April 22, 2007 by Tim Riley




The Last Magazine (Paperback)
by David Renard (Author), Steven Heller (Contributor), Jan Van Mol (Contributor), Rankin (Contributor), Robert Sacks (Contributor) (from Universe/Rizzoli)




Print is dying, so our current crop means we’re watching the Last Mags — a supernova, if this were music it would be Sleater-Kinney and Blonde Redheads and Arcade Fire and Reigning Sound and Beck’s The Information slamming inside the heads of today’s most insistent graphic designers.

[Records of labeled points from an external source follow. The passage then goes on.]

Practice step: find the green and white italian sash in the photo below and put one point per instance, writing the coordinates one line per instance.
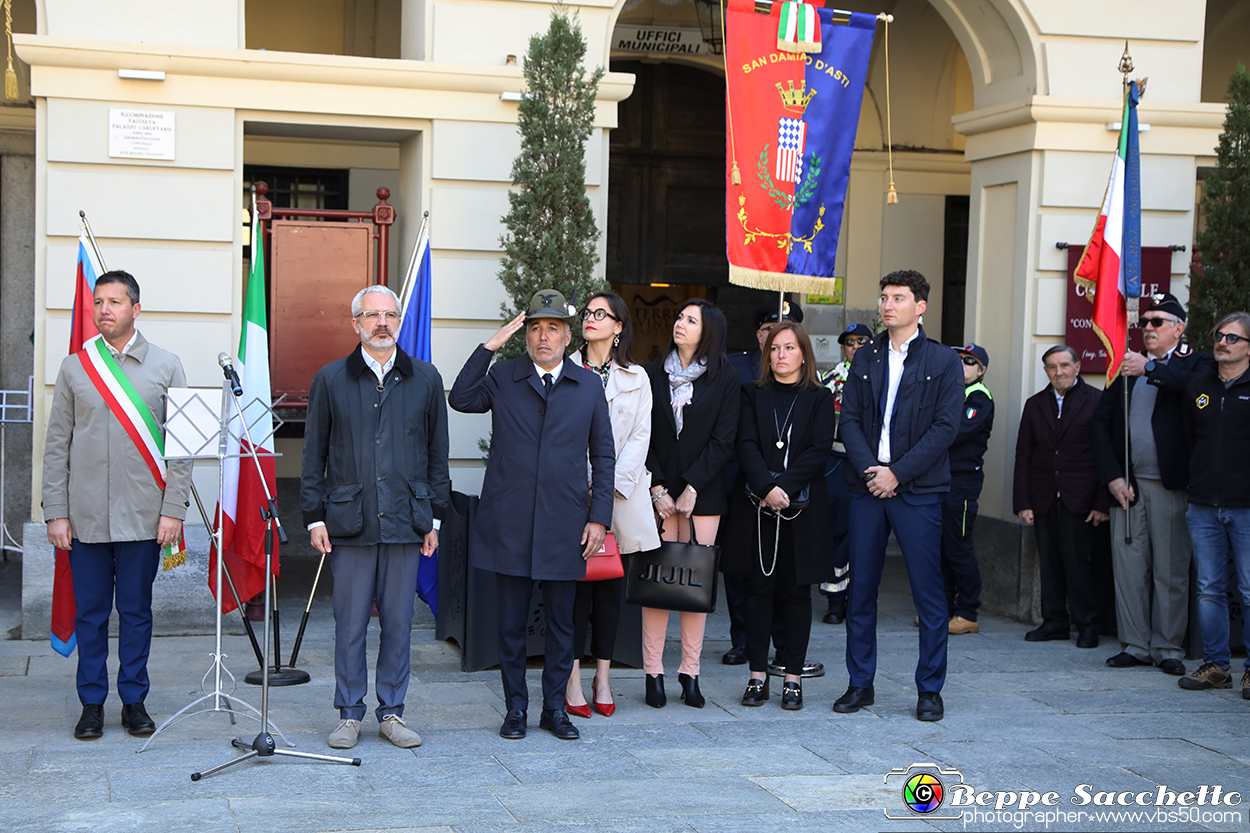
(135, 418)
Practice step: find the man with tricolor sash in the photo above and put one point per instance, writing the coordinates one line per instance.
(109, 497)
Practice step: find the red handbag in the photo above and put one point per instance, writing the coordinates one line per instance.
(606, 563)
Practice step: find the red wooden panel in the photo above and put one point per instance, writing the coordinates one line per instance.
(316, 270)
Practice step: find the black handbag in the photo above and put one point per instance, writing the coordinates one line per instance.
(675, 577)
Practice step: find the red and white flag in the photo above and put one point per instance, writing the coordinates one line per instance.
(243, 499)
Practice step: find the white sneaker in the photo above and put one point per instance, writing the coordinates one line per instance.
(394, 729)
(345, 736)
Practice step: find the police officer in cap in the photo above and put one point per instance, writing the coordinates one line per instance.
(851, 339)
(959, 568)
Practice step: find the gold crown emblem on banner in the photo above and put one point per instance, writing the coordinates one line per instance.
(795, 99)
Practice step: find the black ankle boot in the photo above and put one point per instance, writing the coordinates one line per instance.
(655, 697)
(690, 692)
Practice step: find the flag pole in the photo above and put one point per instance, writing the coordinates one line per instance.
(90, 237)
(406, 289)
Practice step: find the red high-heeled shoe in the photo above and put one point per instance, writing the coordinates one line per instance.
(606, 709)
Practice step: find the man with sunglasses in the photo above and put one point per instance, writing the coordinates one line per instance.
(1150, 547)
(1216, 413)
(374, 479)
(850, 340)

Free Press: Underground and Alternative Publications, 1965-1975 by Jean-Francois Bizot and Barry Miles


These were the “glory days,” and this brief snatch is mostly tragic, makes you ache for the piles of newspaper disintigrating in a thousand anonymous attics around the world, trickling out slowly on ebay but with little or no noise, some of it more newsworthy today than it was even back then, with graphics to make the first book’s authors blush. Wolfe complained about where the great unwritten novel of the sixties was — of course, that fiction happened AS rock’n’roll… but the soundtrack was the alternative paper, an irresistible onslaught of freedom and protest and dissent that shames today’s anti-war movement. T-shirt slogan: “I never thought I’d miss Nixon…”
ALSO:
Word that both Rolling Stone and Playboy will be published in DVD format by the same folks who digitized the New Yorker. Long Live Print.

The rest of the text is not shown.